Liu Bojun, Boysen Jordan G, Unarta Ilona Christy, Du Xuefeng, Li Yixuan, Huang Xuhui
Department of Chemistry, Theoretical Chemistry Institute, University of Wisconsin-Madison, Madison, WI, 53706, USA.
Data Science Institute, University of Wisconsin-Madison, Madison, WI, 53706, USA.
Nat Commun. 2025 Jan 2;16(1):349. doi: 10.1038/s41467-024-55228-4.

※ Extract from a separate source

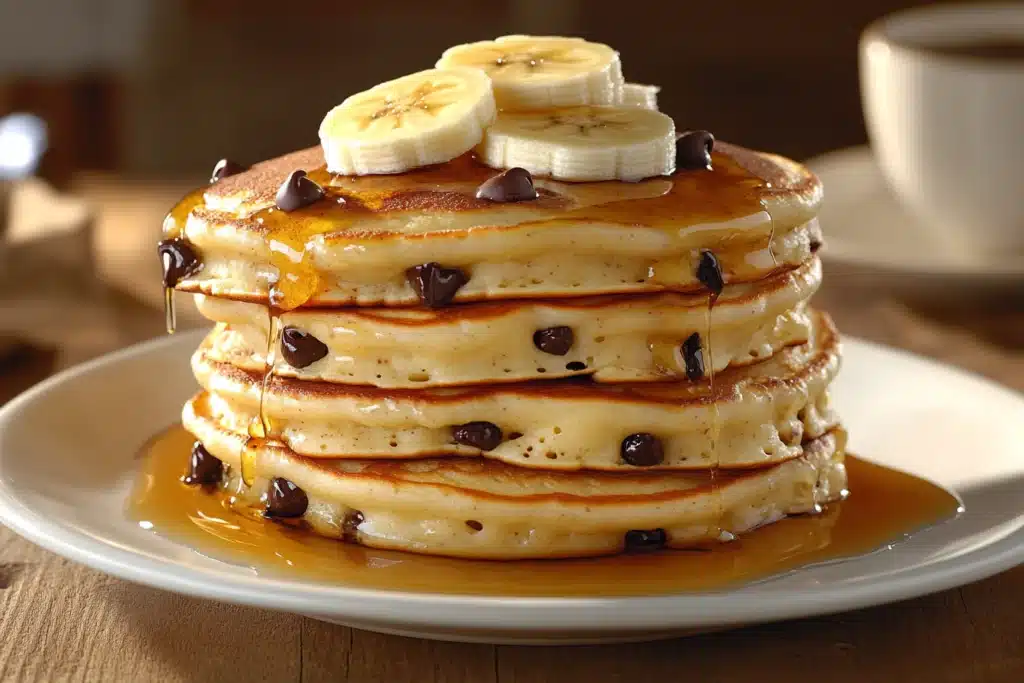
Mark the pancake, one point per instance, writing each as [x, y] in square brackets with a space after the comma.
[475, 508]
[615, 338]
[750, 416]
[756, 212]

Identifying transitional states is crucial for understanding protein conformational changes that underlie numerous biological processes. Markov state models (MSMs), built from Molecular Dynamics (MD) simulations, capture these dynamics through transitions among metastable conformational states, and have demonstrated success in studying protein conformational changes. However, MSMs face challenges in identifying transition states, as they partition MD conformations into discrete metastable states (or free energy minima), lacking description of transition states located at the free energy barriers. Here, we introduce Transition State identification via Dispersion and vAriational principle Regularized neural networks (TS-DAR), a deep learning framework inspired by out-of-distribution (OOD) detection in trustworthy artificial intelligence (AI). TS-DAR offers an end-to-end pipeline that can simultaneously detect all transition states between multiple free minima from MD simulations using the regularized hyperspherical embeddings in latent space. The key insight of TS-DAR lies in treating transition state structures as OOD data, recognizing that they are sparsely populated and exhibit a distributional shift from metastable states. We demonstrate the power of TS-DAR by applying it to a 2D potential, alanine dipeptide, and the translocation of a DNA motor protein on DNA, where it outperforms previous methods in identifying transition states.
识别过渡态对于理解众多生物过程背后的蛋白质构象变化至关重要。基于分子动力学(MD)模拟构建的马尔可夫状态模型(MSM),通过亚稳态构象状态之间的转变来捕捉这些动力学,并已在研究蛋白质构象变化方面取得成功。然而,MSM在识别过渡态时面临挑战,因为它们将MD构象划分为离散的亚稳态(或自由能最小值),缺乏对位于自由能障碍处的过渡态的描述。在这里,我们引入了通过色散和变分原理正则化神经网络(TS-DAR)进行过渡态识别,这是一个受可信人工智能(AI)中的分布外(OOD)检测启发的深度学习框架。TS-DAR提供了一个端到端的管道,该管道可以使用潜在空间中的正则化超球面嵌入同时检测MD模拟中多个自由最小值之间的所有过渡态。TS-DAR的关键见解在于将过渡态结构视为OOD数据,认识到它们分布稀疏且与亚稳态存在分布偏移。我们将TS-DAR应用于二维势、丙氨酸二肽以及DNA运动蛋白在DNA上的易位,展示了它在识别过渡态方面的能力,其性能优于先前的方法。